Another entry on WND's list is "the dark possibility of the manipulation of elections" as exemplied by, among other things, 'a formalized refusal by some states to follow election law regarding ballots for the military." WND asserted that "during the 2010 election some states simply disregarded – or demanded an exemption to – requirements that they get ballots to members of the military, who vote more conservatively than the general population, on time for them to be returned and counted." What WND didn't note is that claims about intentional efforts to prevent military members from receiving ballots are largely overblown, and states that failed to meet federal deadlines to send out military ballots reached settlements with the Justice Department to extend the deadline for their return to ensure those ballots were counted.

WND must have been running short on actual fake underreported news, so it had to come up wiht filler entries, like this one: "The push in the U.S. courts by homosexual advocates to demand the legalization of same-sex 'marriage' as well as through Congress to formally adopt the policy of allowing open homosexual behavior in the U.S. military." WND seems to concede it's not actually underreported, but it insisted that the issue "remains beyond the reach of most traditional reporting staffs." That seems to be code for saying that the media doesn't despise gays as much as WND does.

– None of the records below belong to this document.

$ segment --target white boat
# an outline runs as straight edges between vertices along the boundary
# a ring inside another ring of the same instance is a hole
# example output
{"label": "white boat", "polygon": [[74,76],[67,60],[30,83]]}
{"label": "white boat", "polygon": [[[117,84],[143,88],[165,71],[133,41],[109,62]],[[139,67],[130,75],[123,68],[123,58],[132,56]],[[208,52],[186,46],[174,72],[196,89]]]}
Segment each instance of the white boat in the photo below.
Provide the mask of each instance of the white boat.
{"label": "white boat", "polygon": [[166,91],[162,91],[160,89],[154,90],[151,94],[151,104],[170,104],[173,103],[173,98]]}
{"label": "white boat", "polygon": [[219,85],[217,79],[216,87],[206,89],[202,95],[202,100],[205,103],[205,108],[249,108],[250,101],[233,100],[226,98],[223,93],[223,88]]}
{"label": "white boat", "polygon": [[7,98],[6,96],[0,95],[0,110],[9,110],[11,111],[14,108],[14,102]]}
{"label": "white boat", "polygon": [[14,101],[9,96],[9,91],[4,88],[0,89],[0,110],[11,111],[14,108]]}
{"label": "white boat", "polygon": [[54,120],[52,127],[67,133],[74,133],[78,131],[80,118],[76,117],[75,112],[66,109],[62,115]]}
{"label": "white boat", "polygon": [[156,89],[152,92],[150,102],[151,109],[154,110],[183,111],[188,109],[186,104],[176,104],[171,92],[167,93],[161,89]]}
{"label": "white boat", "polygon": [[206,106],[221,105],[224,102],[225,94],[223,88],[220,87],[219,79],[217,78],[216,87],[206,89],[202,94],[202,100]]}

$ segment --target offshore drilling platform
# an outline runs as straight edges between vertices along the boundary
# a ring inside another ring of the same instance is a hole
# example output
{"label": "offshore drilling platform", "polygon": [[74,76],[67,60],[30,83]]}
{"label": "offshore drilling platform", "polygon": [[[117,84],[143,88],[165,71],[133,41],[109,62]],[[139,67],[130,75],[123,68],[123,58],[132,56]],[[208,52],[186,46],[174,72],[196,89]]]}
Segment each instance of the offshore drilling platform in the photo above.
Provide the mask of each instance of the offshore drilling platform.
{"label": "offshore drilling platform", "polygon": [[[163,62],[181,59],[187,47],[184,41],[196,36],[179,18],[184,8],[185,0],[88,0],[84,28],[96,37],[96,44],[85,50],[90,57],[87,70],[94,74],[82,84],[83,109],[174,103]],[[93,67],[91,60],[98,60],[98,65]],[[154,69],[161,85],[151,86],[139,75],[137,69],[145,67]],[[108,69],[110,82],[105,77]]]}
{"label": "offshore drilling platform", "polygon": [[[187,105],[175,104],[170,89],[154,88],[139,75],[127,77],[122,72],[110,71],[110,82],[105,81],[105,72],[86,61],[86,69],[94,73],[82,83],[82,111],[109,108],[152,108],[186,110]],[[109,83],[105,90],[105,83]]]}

WND even threw in an "honorable mention" for its so-called "pink slip" campaign. If you'll recall, that was the right-wing screed that contained numerous factual errors. WND touted that the campaign "dispatched nearly 10 million warnings to members of Congress to return to the values of their constituents or face being removed from office in November," but if you divide 10 million by the 535 "pink slips" each participant generated,you have less than 18,690 people paying WND the princely sum of $29.95 to send out those slips -- hardly a massive outpouring (though WND grossed a cool $500,000-plus on the fleecing of its readers).